まあ使ってしまったなら仕方がないし、よくやってくれた。
「……そんなこと言われたら、軽々と死ねないです。本当に身勝手ですね」
「おうよ。だからナギ、ひとまず生きてくれ。俺の頼みはそれだけだ」
「はあ、わかりました……でも、行く場所も当てもないです。欠陥品を受け入れてくれる場所もないですし」
ナギはそういって空を仰いだ。
すでに夕暮れの色に染まっている。もうすぐ夜になりそうだった。
ここで放り出すほど無責任ではない。
俺は手を差し出して、
「ひとまずエルフの里に戻るぞ。
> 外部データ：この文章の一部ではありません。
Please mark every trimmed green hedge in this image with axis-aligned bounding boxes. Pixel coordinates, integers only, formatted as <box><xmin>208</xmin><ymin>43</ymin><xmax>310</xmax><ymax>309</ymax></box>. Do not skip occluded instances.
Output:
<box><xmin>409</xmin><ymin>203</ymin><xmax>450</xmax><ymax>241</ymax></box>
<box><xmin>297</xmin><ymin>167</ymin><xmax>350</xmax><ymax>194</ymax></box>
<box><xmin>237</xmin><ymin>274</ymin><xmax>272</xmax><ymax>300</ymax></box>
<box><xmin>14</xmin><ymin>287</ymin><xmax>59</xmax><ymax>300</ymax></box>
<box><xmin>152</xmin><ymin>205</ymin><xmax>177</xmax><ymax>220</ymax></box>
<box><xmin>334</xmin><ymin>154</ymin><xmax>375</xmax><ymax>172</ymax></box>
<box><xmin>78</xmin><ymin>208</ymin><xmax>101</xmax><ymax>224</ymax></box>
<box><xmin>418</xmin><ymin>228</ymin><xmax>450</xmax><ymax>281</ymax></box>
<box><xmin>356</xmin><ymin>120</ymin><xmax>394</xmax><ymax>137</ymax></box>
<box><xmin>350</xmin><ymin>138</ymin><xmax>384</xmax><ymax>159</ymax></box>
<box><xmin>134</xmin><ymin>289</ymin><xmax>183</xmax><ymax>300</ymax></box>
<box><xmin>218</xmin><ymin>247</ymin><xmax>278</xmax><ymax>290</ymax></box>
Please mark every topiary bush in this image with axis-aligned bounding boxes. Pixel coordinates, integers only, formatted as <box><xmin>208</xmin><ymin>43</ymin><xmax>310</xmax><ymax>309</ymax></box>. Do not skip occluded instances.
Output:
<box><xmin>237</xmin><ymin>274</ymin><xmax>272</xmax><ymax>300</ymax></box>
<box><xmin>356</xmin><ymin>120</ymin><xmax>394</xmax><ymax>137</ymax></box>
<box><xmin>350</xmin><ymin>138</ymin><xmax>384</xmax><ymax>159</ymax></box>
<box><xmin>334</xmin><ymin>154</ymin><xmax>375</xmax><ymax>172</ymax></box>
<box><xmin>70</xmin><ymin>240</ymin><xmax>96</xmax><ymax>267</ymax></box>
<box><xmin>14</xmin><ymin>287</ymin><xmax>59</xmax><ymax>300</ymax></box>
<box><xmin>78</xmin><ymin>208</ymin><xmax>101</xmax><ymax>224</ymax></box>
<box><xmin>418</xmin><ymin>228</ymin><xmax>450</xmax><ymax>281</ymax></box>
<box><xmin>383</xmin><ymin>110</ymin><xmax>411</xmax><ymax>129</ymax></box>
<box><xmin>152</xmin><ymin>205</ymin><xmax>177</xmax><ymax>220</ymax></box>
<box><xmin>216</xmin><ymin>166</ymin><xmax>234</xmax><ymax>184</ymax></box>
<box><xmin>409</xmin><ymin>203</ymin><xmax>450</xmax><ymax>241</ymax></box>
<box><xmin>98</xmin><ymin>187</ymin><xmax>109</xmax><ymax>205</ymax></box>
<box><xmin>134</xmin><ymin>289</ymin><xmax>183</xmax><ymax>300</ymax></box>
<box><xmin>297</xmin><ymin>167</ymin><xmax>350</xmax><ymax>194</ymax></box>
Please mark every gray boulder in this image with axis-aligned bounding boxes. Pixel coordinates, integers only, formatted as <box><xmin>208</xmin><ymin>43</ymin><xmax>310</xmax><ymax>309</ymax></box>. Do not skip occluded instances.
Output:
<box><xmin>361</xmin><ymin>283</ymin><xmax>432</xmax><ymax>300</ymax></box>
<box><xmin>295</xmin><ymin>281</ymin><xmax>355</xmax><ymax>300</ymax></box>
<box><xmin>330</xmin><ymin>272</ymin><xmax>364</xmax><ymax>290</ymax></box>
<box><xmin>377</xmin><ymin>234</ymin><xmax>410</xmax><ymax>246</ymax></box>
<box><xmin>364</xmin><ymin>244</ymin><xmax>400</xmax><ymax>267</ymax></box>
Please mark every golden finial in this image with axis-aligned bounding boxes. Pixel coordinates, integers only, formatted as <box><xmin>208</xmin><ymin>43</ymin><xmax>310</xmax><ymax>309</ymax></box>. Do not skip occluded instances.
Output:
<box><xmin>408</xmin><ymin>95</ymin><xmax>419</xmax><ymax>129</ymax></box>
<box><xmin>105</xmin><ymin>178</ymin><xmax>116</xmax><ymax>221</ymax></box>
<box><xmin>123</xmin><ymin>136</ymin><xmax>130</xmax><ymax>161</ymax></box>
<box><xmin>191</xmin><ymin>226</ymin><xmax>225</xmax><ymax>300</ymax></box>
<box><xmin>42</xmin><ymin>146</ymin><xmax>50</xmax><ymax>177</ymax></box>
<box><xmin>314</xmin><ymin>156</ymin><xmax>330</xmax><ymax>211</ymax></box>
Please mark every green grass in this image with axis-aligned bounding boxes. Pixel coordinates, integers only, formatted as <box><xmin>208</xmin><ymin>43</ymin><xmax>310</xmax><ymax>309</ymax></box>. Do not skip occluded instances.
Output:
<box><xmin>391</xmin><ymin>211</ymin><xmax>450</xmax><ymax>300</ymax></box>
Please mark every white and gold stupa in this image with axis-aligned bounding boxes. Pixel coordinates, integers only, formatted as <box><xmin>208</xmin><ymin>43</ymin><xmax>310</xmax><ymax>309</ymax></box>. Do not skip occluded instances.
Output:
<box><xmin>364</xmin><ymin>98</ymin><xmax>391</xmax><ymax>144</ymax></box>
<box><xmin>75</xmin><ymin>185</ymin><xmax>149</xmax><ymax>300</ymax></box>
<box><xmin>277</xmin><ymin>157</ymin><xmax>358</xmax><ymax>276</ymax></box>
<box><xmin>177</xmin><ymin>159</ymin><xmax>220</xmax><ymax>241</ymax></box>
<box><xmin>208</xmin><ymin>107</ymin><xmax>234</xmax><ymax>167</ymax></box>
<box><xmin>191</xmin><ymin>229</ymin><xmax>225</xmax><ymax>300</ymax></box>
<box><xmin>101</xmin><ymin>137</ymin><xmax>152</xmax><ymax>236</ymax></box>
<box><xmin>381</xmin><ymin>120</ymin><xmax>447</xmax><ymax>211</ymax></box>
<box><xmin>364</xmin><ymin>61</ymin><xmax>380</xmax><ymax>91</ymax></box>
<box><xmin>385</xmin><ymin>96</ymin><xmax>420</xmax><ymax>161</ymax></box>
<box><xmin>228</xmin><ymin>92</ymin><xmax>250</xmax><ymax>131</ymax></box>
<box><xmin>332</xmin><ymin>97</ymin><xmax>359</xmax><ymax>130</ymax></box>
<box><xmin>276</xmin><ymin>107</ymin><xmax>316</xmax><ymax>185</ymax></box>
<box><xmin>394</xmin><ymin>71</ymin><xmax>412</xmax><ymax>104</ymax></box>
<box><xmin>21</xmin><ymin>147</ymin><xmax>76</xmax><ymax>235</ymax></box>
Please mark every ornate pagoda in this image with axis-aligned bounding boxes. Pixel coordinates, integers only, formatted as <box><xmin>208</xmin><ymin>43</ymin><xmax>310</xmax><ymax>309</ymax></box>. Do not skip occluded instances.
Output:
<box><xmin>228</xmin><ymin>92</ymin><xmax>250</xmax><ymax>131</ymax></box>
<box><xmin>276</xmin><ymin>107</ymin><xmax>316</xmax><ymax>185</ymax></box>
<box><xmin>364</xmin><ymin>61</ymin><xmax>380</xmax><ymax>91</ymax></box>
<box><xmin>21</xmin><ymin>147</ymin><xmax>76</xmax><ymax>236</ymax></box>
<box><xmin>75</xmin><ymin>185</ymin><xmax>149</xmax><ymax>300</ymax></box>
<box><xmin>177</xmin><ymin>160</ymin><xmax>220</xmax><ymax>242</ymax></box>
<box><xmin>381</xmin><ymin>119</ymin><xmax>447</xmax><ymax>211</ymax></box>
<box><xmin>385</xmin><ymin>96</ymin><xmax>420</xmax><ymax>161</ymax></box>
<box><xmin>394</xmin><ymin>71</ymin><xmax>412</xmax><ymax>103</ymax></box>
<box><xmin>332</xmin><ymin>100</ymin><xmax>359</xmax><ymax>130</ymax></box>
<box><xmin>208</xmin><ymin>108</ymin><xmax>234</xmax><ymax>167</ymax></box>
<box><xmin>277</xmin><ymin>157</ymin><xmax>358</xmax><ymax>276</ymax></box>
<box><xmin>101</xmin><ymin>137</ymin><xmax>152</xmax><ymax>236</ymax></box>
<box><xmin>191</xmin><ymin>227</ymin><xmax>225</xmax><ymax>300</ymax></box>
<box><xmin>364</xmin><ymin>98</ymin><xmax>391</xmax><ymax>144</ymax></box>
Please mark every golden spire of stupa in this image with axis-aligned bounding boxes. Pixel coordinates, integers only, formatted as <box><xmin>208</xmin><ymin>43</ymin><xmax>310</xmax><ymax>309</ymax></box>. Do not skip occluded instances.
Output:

もしかしたらまだ仲間たちが待ってるかもしれないし」
「えっ、ナギもです?」
「だって行く当てないんだろ?」
「で、でもナギは魔族ですし、いきなり襲われたりは……」
「大丈夫大丈夫。なんとかなるから」
気楽にそう言って、みんなで転移した。
最後にちらりとサトゥルヌの城があった場所を見たけど、瓦礫すらすべて流砂に吞まれてしまったのか、そこには周囲と変わらない砂漠が広がっているだけだった。
こうして俺たちは、魔族領の旅を終えたのだった。